The claim concerned Google’s collection of personal data regarding the claimants’ internet usage. This information consisted of browser-generated information which was collected via cookies, without the claimants’ knowledge or consent. The claimants argued that Google offered their browser-generated information to advertisers, allowing targeted and tailored marketing based on the claimants’ internet browsing activities. The Court had four issues to determine, one of which was the meaning of “damages” under section 13 of the Act and, in particular, whether an individual could claim compensation without suffering financial loss.
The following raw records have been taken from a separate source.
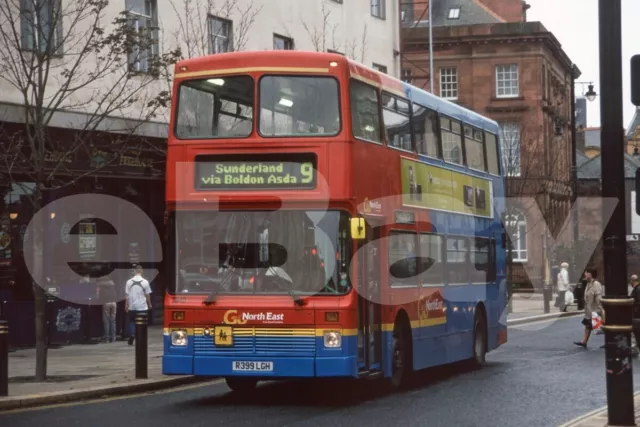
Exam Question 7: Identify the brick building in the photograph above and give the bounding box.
[401,0,580,286]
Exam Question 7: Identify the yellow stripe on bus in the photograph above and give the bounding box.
[175,67,329,79]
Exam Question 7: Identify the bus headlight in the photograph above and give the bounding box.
[324,331,342,348]
[171,329,187,347]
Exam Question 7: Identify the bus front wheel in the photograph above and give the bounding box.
[391,324,411,389]
[224,377,258,393]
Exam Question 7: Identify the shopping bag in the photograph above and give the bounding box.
[591,311,602,331]
[564,291,574,305]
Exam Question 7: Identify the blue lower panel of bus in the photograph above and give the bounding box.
[162,355,358,377]
[162,336,358,378]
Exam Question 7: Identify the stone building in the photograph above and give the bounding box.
[401,0,580,290]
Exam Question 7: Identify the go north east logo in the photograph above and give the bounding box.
[222,310,284,325]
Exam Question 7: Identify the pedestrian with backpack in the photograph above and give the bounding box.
[124,265,151,345]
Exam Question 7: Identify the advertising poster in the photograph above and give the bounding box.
[401,158,493,218]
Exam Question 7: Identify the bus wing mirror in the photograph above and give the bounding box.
[351,218,365,240]
[631,55,640,108]
[636,168,640,215]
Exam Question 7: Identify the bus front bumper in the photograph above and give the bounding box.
[162,354,358,378]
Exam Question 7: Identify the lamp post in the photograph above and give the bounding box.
[598,0,635,426]
[571,75,597,283]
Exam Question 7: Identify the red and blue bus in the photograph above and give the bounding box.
[162,51,507,391]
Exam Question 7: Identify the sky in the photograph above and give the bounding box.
[527,0,640,130]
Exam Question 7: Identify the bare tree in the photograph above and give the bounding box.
[296,0,369,63]
[0,0,180,381]
[170,0,262,58]
[501,123,569,310]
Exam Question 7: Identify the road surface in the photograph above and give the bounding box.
[0,317,640,427]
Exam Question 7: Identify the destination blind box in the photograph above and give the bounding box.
[195,153,318,191]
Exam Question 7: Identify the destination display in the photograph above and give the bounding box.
[195,153,317,190]
[401,158,493,218]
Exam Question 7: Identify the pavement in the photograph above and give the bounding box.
[561,393,640,427]
[0,294,578,410]
[0,317,640,427]
[0,326,202,410]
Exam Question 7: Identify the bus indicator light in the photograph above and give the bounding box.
[324,311,340,322]
[351,218,365,240]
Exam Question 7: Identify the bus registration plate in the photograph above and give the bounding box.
[233,361,273,372]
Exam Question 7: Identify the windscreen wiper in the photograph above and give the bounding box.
[203,214,249,306]
[267,261,304,307]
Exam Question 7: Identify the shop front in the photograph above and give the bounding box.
[0,123,165,346]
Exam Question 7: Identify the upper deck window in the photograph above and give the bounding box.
[260,76,341,137]
[175,76,254,139]
[382,93,413,151]
[349,80,382,142]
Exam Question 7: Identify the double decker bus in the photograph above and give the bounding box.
[162,51,507,391]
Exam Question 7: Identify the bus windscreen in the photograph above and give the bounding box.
[175,76,255,139]
[171,210,351,295]
[259,76,341,137]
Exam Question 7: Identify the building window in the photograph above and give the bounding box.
[496,64,519,98]
[484,132,500,175]
[440,67,458,100]
[20,0,64,55]
[464,126,487,171]
[542,65,547,101]
[412,102,440,158]
[273,34,294,50]
[209,15,233,53]
[449,7,460,19]
[402,68,412,84]
[500,123,520,176]
[373,63,387,74]
[505,213,528,262]
[371,0,387,19]
[126,0,159,72]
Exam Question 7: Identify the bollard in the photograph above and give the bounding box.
[0,320,9,397]
[542,283,552,313]
[135,313,148,379]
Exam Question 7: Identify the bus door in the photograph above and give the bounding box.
[358,221,382,372]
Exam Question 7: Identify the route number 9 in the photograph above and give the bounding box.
[300,162,313,184]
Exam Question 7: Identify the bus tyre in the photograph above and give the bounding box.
[391,324,411,389]
[473,314,487,367]
[224,377,258,393]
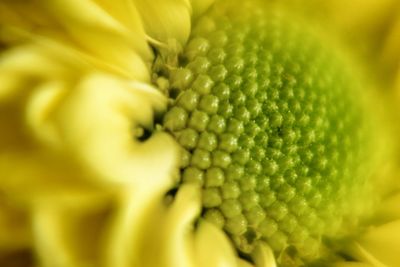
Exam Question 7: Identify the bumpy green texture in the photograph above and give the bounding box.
[159,0,367,266]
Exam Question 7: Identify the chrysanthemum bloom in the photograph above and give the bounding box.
[0,0,400,267]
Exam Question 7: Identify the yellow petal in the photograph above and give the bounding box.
[134,0,191,47]
[252,243,276,267]
[195,220,237,267]
[29,74,177,187]
[40,0,152,81]
[104,186,200,267]
[32,191,111,267]
[332,262,377,267]
[190,0,215,18]
[355,220,400,267]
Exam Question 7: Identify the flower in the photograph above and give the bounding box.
[0,0,400,267]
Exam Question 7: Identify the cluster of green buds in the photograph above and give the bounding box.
[156,2,376,266]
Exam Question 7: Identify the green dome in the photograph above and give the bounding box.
[156,0,376,266]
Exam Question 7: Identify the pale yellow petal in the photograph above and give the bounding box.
[195,221,237,267]
[354,220,400,267]
[31,74,177,187]
[382,12,400,78]
[104,186,200,267]
[40,0,152,81]
[252,243,276,267]
[32,192,111,267]
[190,0,215,18]
[332,262,377,267]
[134,0,191,47]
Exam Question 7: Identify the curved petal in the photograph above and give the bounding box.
[134,0,191,48]
[252,243,276,267]
[354,220,400,267]
[190,0,215,19]
[40,0,152,81]
[25,74,177,187]
[32,192,110,267]
[194,220,237,267]
[105,186,200,267]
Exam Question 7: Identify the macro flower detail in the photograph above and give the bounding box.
[159,2,374,266]
[0,0,400,267]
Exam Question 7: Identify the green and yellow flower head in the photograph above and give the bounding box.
[0,0,400,267]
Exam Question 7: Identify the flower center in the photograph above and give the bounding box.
[155,0,368,264]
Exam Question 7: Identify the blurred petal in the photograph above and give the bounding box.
[33,192,110,267]
[105,186,200,267]
[195,220,237,267]
[40,0,152,81]
[354,220,400,267]
[30,74,177,187]
[190,0,215,18]
[252,243,276,267]
[332,262,377,267]
[134,0,191,48]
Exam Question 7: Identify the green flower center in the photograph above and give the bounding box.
[155,0,374,266]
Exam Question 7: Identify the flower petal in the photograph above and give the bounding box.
[40,0,152,81]
[194,220,237,267]
[190,0,215,18]
[30,74,177,187]
[355,220,400,267]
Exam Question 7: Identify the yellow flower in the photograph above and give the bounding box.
[0,0,400,267]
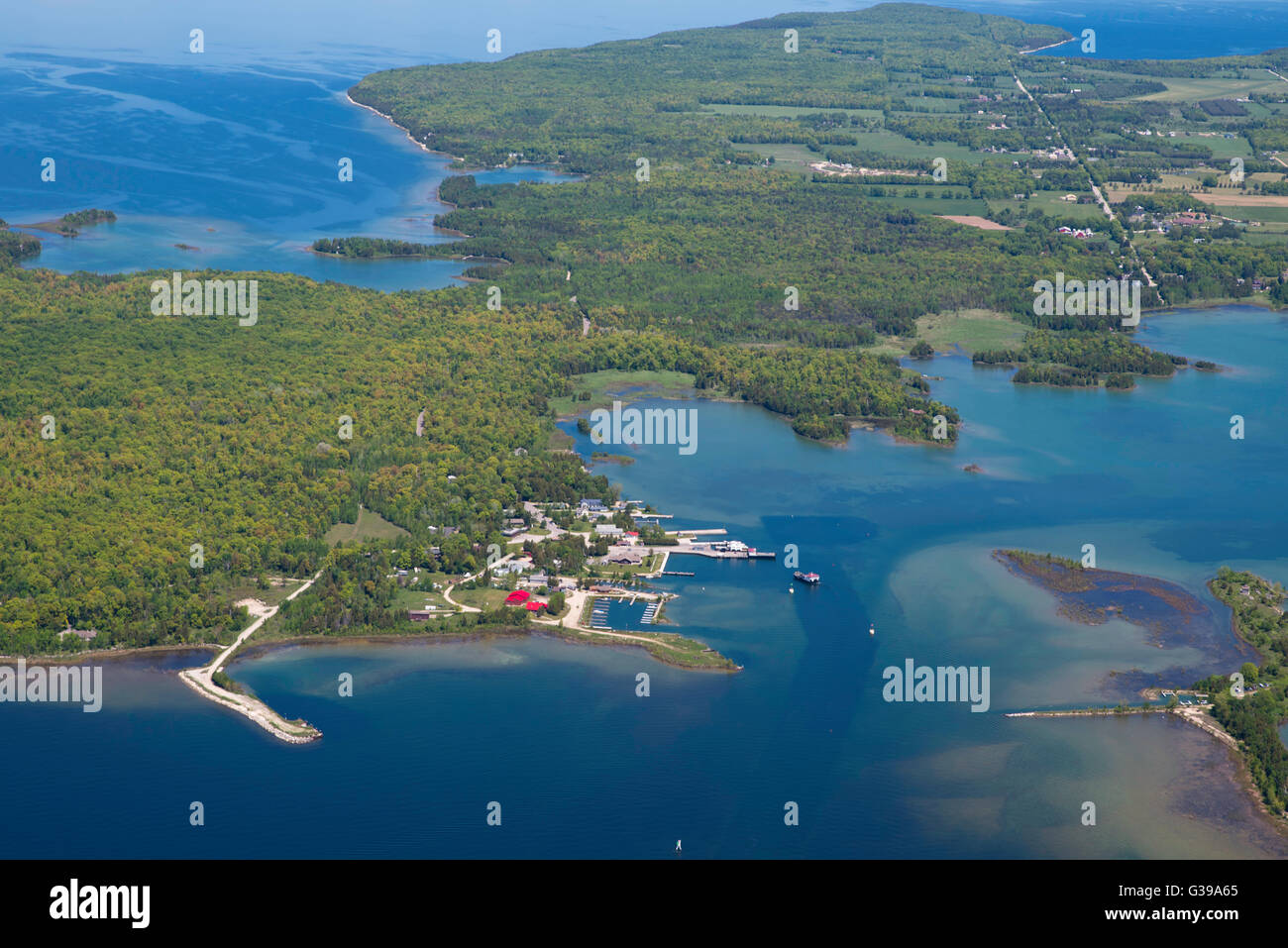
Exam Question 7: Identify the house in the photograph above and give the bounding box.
[492,559,532,576]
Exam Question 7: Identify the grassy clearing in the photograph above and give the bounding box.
[844,132,984,162]
[1141,72,1284,102]
[686,99,886,119]
[910,309,1027,353]
[550,369,696,417]
[452,588,514,610]
[868,193,988,216]
[322,507,409,546]
[738,143,823,174]
[988,190,1105,222]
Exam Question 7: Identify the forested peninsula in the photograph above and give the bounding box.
[0,4,1288,653]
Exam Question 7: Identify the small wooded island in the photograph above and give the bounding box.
[27,207,116,237]
[993,550,1288,814]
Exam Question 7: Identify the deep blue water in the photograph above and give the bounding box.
[0,3,1288,858]
[940,0,1288,59]
[0,54,574,290]
[10,308,1288,857]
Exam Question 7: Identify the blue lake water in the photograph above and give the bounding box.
[10,308,1288,857]
[0,54,566,290]
[0,3,1288,858]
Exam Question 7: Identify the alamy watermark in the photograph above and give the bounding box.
[881,658,992,712]
[49,879,152,928]
[0,658,103,713]
[149,270,259,326]
[590,402,698,455]
[1033,273,1140,326]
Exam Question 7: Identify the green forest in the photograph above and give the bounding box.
[0,4,1288,653]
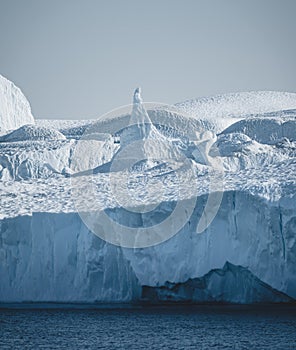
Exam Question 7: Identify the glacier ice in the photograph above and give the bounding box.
[0,75,34,132]
[0,90,296,303]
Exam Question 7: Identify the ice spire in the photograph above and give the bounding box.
[130,87,152,135]
[120,87,153,146]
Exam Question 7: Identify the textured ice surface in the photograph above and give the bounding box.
[0,92,296,303]
[0,75,34,132]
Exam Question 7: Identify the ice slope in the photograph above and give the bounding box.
[0,75,34,132]
[175,91,296,132]
[0,125,66,142]
[142,262,293,303]
[0,89,296,303]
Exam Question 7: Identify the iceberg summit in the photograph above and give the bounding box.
[0,77,296,304]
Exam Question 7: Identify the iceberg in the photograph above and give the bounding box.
[0,85,296,303]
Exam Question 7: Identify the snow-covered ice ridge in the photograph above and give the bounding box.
[0,81,296,303]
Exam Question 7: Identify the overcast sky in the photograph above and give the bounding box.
[0,0,296,119]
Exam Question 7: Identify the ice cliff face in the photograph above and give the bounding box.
[0,75,34,132]
[0,85,296,303]
[0,213,141,302]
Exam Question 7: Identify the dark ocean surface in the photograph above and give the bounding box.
[0,305,296,350]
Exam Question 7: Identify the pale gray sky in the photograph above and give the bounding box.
[0,0,296,119]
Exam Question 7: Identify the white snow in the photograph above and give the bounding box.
[0,91,296,303]
[0,125,66,142]
[0,75,34,132]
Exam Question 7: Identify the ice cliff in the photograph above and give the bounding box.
[0,85,296,303]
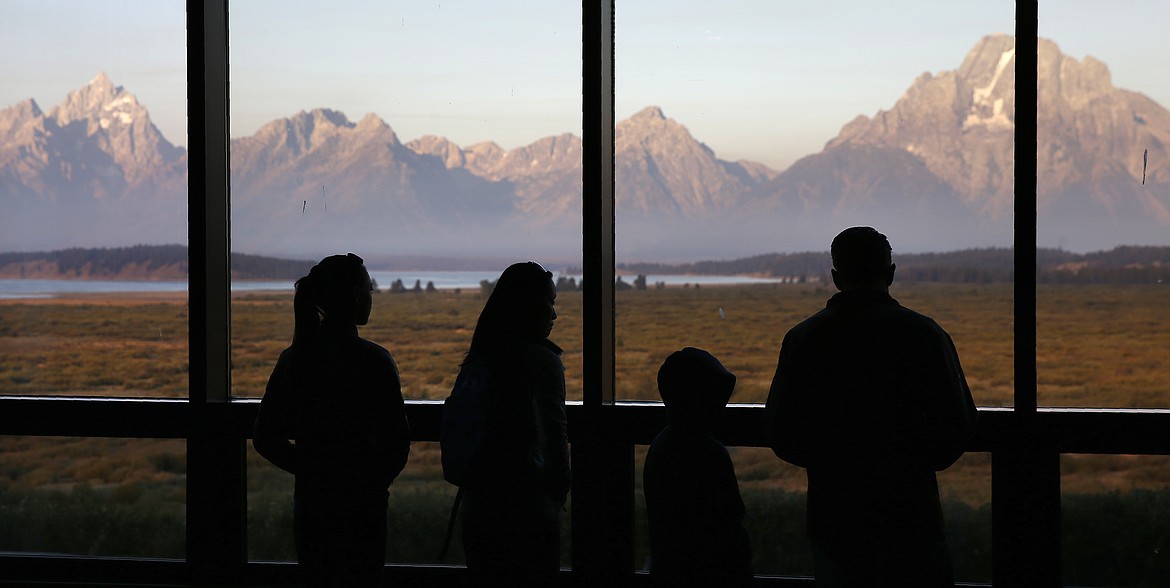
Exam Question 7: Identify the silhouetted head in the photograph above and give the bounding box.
[831,227,895,291]
[658,347,735,429]
[467,262,557,358]
[293,254,373,345]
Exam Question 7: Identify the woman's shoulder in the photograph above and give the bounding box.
[356,338,394,364]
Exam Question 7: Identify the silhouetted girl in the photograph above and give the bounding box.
[254,254,410,587]
[461,262,570,586]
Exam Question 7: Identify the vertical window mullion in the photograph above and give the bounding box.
[581,0,614,407]
[187,0,247,583]
[1014,0,1038,415]
[991,5,1061,586]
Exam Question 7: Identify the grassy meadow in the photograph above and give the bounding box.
[0,283,1170,586]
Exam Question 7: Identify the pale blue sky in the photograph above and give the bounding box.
[0,0,1170,170]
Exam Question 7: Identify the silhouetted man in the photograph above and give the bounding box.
[766,227,977,588]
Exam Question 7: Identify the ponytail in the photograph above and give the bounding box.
[293,254,370,347]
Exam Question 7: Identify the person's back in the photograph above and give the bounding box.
[459,262,571,586]
[253,254,410,587]
[768,229,976,586]
[642,347,752,586]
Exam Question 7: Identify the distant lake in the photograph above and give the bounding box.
[0,270,782,299]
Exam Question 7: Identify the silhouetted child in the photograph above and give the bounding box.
[642,347,752,586]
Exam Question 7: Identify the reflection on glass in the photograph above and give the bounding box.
[0,437,187,559]
[0,0,187,396]
[614,1,1016,406]
[1060,455,1170,588]
[1037,0,1170,408]
[229,0,581,399]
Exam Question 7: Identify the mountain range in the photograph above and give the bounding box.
[0,35,1170,261]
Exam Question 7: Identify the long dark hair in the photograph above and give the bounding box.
[293,254,370,347]
[463,262,556,365]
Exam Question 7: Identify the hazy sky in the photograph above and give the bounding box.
[0,0,1170,170]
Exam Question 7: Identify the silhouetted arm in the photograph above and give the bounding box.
[764,331,813,468]
[534,352,572,501]
[374,359,411,486]
[923,327,979,471]
[252,354,297,476]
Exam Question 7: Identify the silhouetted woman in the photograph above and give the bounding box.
[254,254,410,587]
[461,262,570,586]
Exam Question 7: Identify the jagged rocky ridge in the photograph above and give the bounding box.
[0,35,1170,260]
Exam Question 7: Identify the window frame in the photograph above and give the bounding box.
[0,0,1170,586]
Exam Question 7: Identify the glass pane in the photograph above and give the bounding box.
[938,454,991,583]
[0,0,187,396]
[248,442,571,567]
[614,1,1014,406]
[229,0,581,399]
[1037,0,1170,408]
[0,436,187,559]
[634,445,991,582]
[1060,455,1170,588]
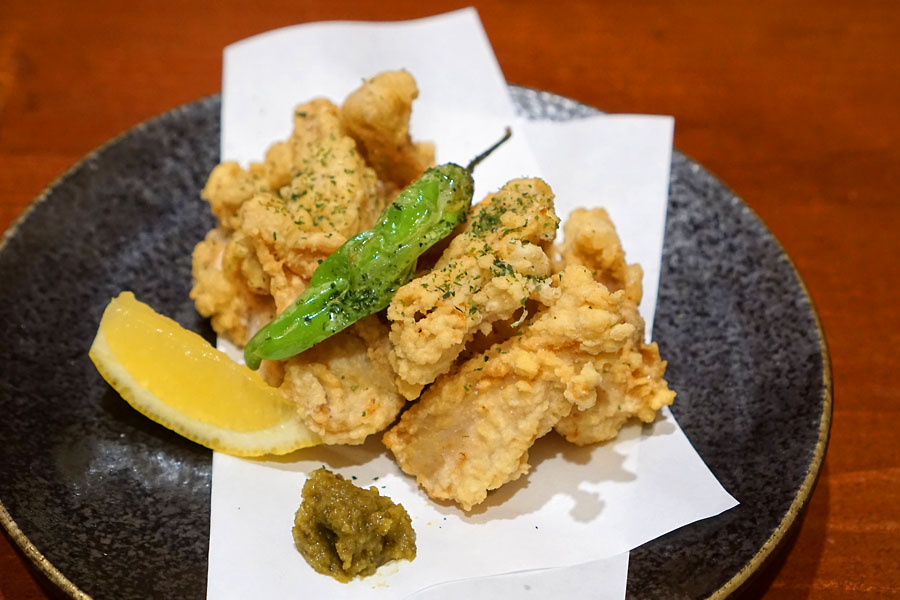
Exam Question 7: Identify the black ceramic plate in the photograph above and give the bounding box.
[0,87,831,599]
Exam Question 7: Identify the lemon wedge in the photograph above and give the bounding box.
[89,292,321,456]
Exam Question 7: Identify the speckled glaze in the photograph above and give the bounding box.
[0,87,831,599]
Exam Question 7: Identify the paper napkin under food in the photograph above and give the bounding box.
[208,9,736,600]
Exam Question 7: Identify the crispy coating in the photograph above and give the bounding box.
[383,265,635,510]
[555,209,675,445]
[191,74,433,444]
[388,179,559,398]
[341,71,434,189]
[191,227,275,345]
[553,208,643,304]
[280,315,406,444]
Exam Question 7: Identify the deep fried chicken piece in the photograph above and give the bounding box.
[388,179,559,398]
[279,315,406,444]
[555,209,675,445]
[341,71,434,190]
[383,265,635,510]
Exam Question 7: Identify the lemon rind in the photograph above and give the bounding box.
[88,320,321,457]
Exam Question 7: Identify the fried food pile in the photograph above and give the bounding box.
[191,71,675,510]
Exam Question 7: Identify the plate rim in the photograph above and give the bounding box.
[0,89,834,600]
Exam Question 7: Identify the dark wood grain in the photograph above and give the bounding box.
[0,0,900,600]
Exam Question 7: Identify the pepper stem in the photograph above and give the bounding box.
[466,127,512,174]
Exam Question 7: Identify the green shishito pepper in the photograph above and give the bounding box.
[244,129,510,369]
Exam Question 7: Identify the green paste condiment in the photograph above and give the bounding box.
[294,468,416,583]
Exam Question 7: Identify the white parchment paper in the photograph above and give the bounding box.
[208,9,736,600]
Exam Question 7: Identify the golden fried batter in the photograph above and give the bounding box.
[555,208,675,445]
[388,179,559,398]
[383,265,635,510]
[280,315,406,444]
[341,71,434,189]
[191,73,433,444]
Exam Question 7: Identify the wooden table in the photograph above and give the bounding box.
[0,0,900,600]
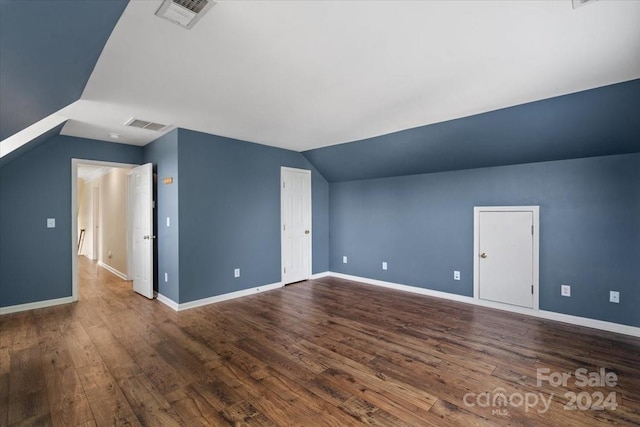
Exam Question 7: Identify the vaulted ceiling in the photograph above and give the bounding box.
[0,0,640,175]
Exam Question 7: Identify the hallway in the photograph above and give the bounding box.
[0,257,640,427]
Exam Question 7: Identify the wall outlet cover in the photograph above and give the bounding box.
[609,291,620,304]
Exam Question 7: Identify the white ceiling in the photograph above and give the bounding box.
[61,0,640,151]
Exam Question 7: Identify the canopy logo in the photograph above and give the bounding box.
[462,368,618,416]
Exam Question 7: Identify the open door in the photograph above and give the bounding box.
[129,163,156,298]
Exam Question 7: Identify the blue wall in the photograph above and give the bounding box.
[178,129,329,303]
[144,129,180,302]
[0,136,142,307]
[329,154,640,326]
[0,0,128,141]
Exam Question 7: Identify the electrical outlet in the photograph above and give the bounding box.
[609,291,620,304]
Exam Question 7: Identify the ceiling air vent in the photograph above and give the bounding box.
[156,0,214,29]
[571,0,598,9]
[124,117,168,131]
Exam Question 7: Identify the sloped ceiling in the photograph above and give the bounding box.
[63,0,640,151]
[0,0,128,141]
[303,80,640,185]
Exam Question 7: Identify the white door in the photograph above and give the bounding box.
[280,167,311,285]
[476,208,537,308]
[129,163,155,298]
[90,187,102,261]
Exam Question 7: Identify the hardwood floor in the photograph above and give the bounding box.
[0,258,640,426]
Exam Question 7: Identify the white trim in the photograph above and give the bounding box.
[153,292,180,311]
[473,206,540,311]
[0,297,73,315]
[71,158,138,301]
[280,166,313,283]
[321,272,640,337]
[0,113,68,157]
[157,282,283,311]
[98,261,127,280]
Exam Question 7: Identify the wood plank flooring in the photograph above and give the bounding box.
[0,258,640,427]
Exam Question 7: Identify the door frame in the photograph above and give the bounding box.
[473,206,540,311]
[279,166,313,285]
[71,158,140,301]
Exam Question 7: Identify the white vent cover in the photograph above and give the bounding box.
[124,117,169,132]
[571,0,598,9]
[156,0,214,29]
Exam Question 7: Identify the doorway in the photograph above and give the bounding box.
[280,167,312,285]
[71,159,136,301]
[473,206,539,310]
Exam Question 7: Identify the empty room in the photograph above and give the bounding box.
[0,0,640,427]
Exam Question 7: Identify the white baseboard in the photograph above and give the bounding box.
[0,297,73,315]
[157,282,282,311]
[98,261,129,280]
[328,272,640,337]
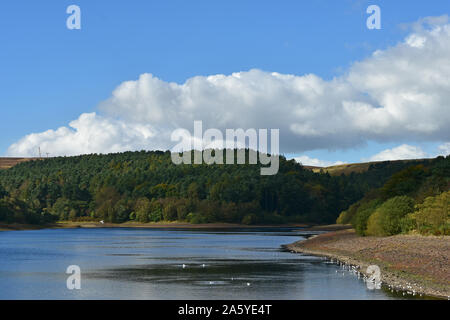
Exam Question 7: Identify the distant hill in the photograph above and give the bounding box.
[304,159,432,176]
[0,151,442,224]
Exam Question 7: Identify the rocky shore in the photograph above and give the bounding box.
[286,230,450,299]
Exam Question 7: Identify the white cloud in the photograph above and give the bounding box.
[294,156,344,167]
[369,144,427,161]
[8,17,450,155]
[8,113,159,156]
[438,142,450,156]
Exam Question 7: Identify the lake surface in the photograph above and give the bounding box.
[0,228,410,300]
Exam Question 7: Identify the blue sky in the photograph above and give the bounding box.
[0,0,450,162]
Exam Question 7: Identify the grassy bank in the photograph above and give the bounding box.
[0,221,316,231]
[286,230,450,298]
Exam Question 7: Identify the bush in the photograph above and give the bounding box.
[412,191,450,235]
[365,210,386,236]
[351,200,381,236]
[365,196,414,236]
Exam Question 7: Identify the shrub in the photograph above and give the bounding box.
[366,196,414,236]
[412,191,450,235]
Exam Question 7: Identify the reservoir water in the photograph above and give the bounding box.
[0,228,408,300]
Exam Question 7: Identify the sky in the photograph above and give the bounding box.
[0,0,450,166]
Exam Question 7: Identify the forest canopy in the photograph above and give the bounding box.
[0,150,442,224]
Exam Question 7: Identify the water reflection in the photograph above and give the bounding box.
[0,228,414,299]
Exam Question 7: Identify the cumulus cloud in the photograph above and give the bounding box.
[8,17,450,155]
[438,142,450,156]
[294,156,344,167]
[8,113,158,156]
[369,144,427,161]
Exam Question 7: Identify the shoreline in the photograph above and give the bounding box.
[0,221,350,231]
[284,230,450,299]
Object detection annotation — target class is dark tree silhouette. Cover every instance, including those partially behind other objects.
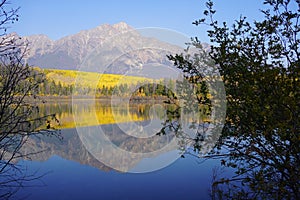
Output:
[165,0,300,199]
[0,0,55,199]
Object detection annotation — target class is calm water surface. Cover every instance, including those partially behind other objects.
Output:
[17,102,223,200]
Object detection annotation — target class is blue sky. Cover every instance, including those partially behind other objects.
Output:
[9,0,263,42]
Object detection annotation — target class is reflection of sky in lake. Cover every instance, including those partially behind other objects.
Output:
[16,105,225,200]
[18,152,217,200]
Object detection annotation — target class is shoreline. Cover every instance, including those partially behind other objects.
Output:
[27,96,172,103]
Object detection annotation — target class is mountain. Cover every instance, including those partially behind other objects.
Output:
[24,22,183,74]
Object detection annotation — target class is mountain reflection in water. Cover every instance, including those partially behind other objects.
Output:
[17,102,218,200]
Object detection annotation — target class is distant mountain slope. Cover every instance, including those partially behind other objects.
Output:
[24,22,188,74]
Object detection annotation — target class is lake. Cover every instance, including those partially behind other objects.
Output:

Prior to the decision, Section 13(2) of the Act required a claimant to suffer pecuniary loss before they could recover compensation for distress. The claimants argued that the Act had not properly implemented the EU Directive, which should have been transposed into English law. Article 23 of the Act is the applicable provision in the EU Directive, which deals with compensation when a data controller breaches the legislation. The Court held that Article 23 should be given its natural meaning and had to be construed widely in order to support the underlying aims of the legislation. The legislation was originally designed to protect privacy instead of economic rights and the judge on this case conveyed that ” if individuals could not recover compensation for an invasion of their privacy rights merely because they had not suffered pecuniary (financial) loss. The fact that individuals should be able to be compensated for non-financial loss is especially so given that Article 8 of the European Convention of Human Rights does not impose such a restriction and the invasion of privacy can cause emotional damage (but not pecuniary loss). Therefore, the more restrictive interpretation of the word “damage” under section 13(2) of the Act substantially undermined the objective of the EU Directive and so the Court dis-applied that section and, in doing so, allowed the claimants to receive compensation for distress alone, without suffering pecuniary loss.

This landmark case could potentially open the floodgates to data protection litigation because claimants will be able to seek damages for ‘mere’ distress without pecuniary loss. Whilst this decision is wide ranging, this appeal was on preliminary issues and a full trial and possible subsequent appeal may lead to a different outcome. Nevertheless, this emphasizes the importance for businesses to ensure that they comply with the Act in order to minimize the potential for damages claims. Organizations that address their data protection compliance now will also put themselves in a much better position as and when the new European Data Protection Regulation comes into force, which we anticipate will be sometime next year.